In 2006, the fairly dated façade of the tower was reimagined as a huge canvas and every year since it has been covered by a new and enormous art piece every year. The last time, however, the grey exterior of the tower featured some colour was in 2019, as the practice took a hiatus during the pandemic.

The art tower – a symbol of hope and cohesion

The Ringturm has been the headquarters of the Wiener Städtische – Vienna Insurance Group since its very conception. Its design was novel by Austrian standards and was inspired by Norbert Liebermann, the general director of the company.

He emigrated to the United States during World War 2 and the National Socialist regime in Austria and came back with an appreciation for the utility of high-rises. The tower itself is supposed to symbolise the reconstruction of Austria, after the war, as a powerful and visible example of the future.
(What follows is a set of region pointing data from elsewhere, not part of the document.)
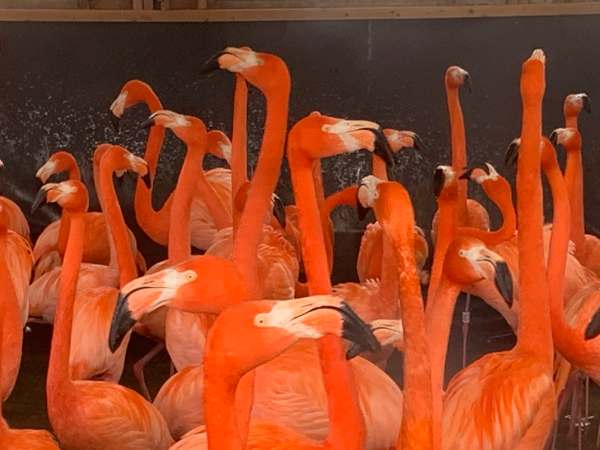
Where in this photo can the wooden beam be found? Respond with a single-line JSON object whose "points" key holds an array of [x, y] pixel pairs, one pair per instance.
{"points": [[300, 14]]}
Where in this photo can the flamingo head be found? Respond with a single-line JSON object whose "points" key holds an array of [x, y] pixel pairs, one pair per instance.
{"points": [[61, 161], [468, 261], [319, 136], [367, 194], [70, 195], [457, 77], [270, 327], [575, 103], [189, 129], [263, 70], [203, 284]]}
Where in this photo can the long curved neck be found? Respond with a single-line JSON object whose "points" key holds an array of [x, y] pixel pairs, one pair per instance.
{"points": [[394, 213], [502, 198], [239, 143], [459, 149], [154, 223], [58, 380], [180, 235], [249, 232], [347, 426], [574, 182], [534, 333], [562, 334], [116, 223], [446, 228]]}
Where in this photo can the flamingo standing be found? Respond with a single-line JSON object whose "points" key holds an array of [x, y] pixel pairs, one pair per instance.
{"points": [[90, 415], [506, 399], [296, 373], [9, 438], [156, 223]]}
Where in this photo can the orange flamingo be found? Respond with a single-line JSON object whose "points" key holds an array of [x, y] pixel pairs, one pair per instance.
{"points": [[9, 438], [156, 223], [272, 327], [50, 245], [297, 372], [393, 209], [90, 414], [510, 394]]}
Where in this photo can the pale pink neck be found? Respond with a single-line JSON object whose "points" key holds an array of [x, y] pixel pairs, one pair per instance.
{"points": [[262, 187]]}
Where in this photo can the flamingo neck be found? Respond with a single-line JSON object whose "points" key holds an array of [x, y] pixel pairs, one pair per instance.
{"points": [[446, 229], [58, 380], [394, 212], [459, 149], [379, 167], [502, 198], [534, 334], [117, 229], [190, 178], [574, 182], [249, 232], [239, 142], [338, 380]]}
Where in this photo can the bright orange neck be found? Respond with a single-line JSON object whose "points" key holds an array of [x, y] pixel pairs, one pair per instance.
{"points": [[534, 334], [459, 149], [264, 181], [394, 212]]}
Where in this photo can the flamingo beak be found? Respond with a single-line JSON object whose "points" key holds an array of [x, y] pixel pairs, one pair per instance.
{"points": [[40, 197], [121, 323], [116, 122], [510, 156], [467, 83], [587, 104], [503, 282], [212, 64]]}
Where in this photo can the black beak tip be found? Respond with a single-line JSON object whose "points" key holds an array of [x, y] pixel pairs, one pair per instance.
{"points": [[116, 122], [147, 180], [121, 323]]}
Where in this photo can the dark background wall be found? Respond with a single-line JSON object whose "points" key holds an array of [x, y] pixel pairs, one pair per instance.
{"points": [[58, 80]]}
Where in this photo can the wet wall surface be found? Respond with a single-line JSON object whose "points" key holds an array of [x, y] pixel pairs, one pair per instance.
{"points": [[58, 80]]}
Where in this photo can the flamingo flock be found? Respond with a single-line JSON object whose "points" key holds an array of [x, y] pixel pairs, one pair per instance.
{"points": [[264, 360]]}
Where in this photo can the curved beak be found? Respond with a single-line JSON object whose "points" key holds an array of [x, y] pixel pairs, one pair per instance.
{"points": [[467, 174], [121, 323], [503, 282], [40, 197], [357, 331], [510, 156], [116, 122], [587, 104], [211, 65], [467, 83], [279, 210], [438, 182]]}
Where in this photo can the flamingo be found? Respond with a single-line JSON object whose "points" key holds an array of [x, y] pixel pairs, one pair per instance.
{"points": [[90, 414], [10, 438], [296, 373], [156, 223], [510, 394], [53, 237], [393, 209], [272, 327]]}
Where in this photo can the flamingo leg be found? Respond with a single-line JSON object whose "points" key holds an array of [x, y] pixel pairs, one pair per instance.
{"points": [[140, 364]]}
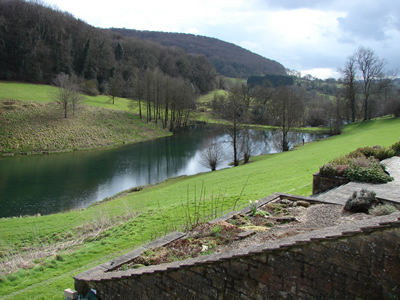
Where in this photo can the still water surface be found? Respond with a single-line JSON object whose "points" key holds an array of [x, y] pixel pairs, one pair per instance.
{"points": [[60, 182]]}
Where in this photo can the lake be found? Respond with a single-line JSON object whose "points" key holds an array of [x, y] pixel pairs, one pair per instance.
{"points": [[47, 184]]}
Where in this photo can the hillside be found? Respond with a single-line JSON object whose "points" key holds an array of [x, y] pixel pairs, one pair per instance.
{"points": [[125, 223], [38, 42], [228, 59]]}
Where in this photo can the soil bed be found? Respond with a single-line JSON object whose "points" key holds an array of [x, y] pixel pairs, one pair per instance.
{"points": [[275, 220]]}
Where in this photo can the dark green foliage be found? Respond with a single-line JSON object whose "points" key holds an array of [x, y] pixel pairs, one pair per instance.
{"points": [[361, 165], [228, 59], [331, 169], [272, 80], [38, 42], [372, 174], [376, 151], [396, 148], [361, 202]]}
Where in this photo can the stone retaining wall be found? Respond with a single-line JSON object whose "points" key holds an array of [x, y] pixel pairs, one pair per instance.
{"points": [[350, 261]]}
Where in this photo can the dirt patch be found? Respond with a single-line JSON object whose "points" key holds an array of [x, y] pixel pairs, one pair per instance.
{"points": [[273, 221]]}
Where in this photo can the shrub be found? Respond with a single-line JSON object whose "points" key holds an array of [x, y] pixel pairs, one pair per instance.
{"points": [[362, 162], [328, 169], [361, 202], [341, 160], [373, 174], [382, 210], [376, 151], [396, 148]]}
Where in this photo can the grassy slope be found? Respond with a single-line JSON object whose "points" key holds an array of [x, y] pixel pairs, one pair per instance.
{"points": [[34, 126], [161, 204], [288, 172]]}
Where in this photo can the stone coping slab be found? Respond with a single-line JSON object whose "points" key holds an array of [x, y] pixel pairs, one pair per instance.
{"points": [[105, 270]]}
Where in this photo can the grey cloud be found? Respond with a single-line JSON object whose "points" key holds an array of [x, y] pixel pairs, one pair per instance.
{"points": [[370, 21]]}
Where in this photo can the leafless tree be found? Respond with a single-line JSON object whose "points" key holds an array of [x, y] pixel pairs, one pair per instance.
{"points": [[246, 145], [212, 154], [235, 109], [115, 86], [67, 92], [373, 78], [349, 73], [288, 109]]}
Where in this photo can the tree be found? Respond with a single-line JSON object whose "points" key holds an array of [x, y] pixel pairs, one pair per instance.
{"points": [[212, 154], [235, 109], [67, 93], [349, 73], [287, 108], [373, 78], [246, 145], [114, 88]]}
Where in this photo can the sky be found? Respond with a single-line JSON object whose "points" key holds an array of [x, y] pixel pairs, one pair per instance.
{"points": [[311, 36]]}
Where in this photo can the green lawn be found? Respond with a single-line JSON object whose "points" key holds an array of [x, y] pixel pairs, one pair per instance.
{"points": [[160, 209], [45, 93]]}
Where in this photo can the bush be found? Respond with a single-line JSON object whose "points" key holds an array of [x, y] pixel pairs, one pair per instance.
{"points": [[382, 210], [328, 169], [396, 148], [332, 169], [369, 170], [361, 202], [376, 151]]}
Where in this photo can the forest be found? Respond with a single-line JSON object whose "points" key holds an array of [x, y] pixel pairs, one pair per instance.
{"points": [[165, 73], [228, 59]]}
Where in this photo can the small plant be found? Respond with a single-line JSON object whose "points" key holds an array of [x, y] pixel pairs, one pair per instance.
{"points": [[396, 148], [361, 202], [253, 206], [216, 230], [262, 213], [382, 210], [369, 170]]}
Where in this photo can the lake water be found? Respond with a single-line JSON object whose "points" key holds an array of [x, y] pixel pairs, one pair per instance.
{"points": [[54, 183]]}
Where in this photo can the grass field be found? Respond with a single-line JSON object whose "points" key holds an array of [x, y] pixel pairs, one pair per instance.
{"points": [[81, 239]]}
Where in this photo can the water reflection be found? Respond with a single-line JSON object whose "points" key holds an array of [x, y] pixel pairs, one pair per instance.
{"points": [[54, 183]]}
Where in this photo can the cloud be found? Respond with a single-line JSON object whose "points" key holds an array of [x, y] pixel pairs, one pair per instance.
{"points": [[371, 21]]}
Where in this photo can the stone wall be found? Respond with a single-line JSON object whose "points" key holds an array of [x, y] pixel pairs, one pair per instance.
{"points": [[360, 260]]}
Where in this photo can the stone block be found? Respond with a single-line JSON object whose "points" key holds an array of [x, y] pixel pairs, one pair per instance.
{"points": [[70, 294]]}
In 2006, after half a century, the tower’s bland exterior was reimagined as a space for art. Every summer, Ringturm has been wrapped with 30 printed mesh panels, covering an area of 4,000 square meters. The impressive list of artists features well-established Austrian creators like Arnulf Rainer and Gottfried Helnwein, as well as foreigners, like Serbians, Croatians and Bulgarians.

This year, the art piece was created by Dora Maurer, a Hungarian visual artist, part of the Hungarian neo-avant-garde movement. Her piece ‘Together’ is supposed to represent the multifaceted and colourful nature of Central Europe, and is also a symbol of cross-border dialogue.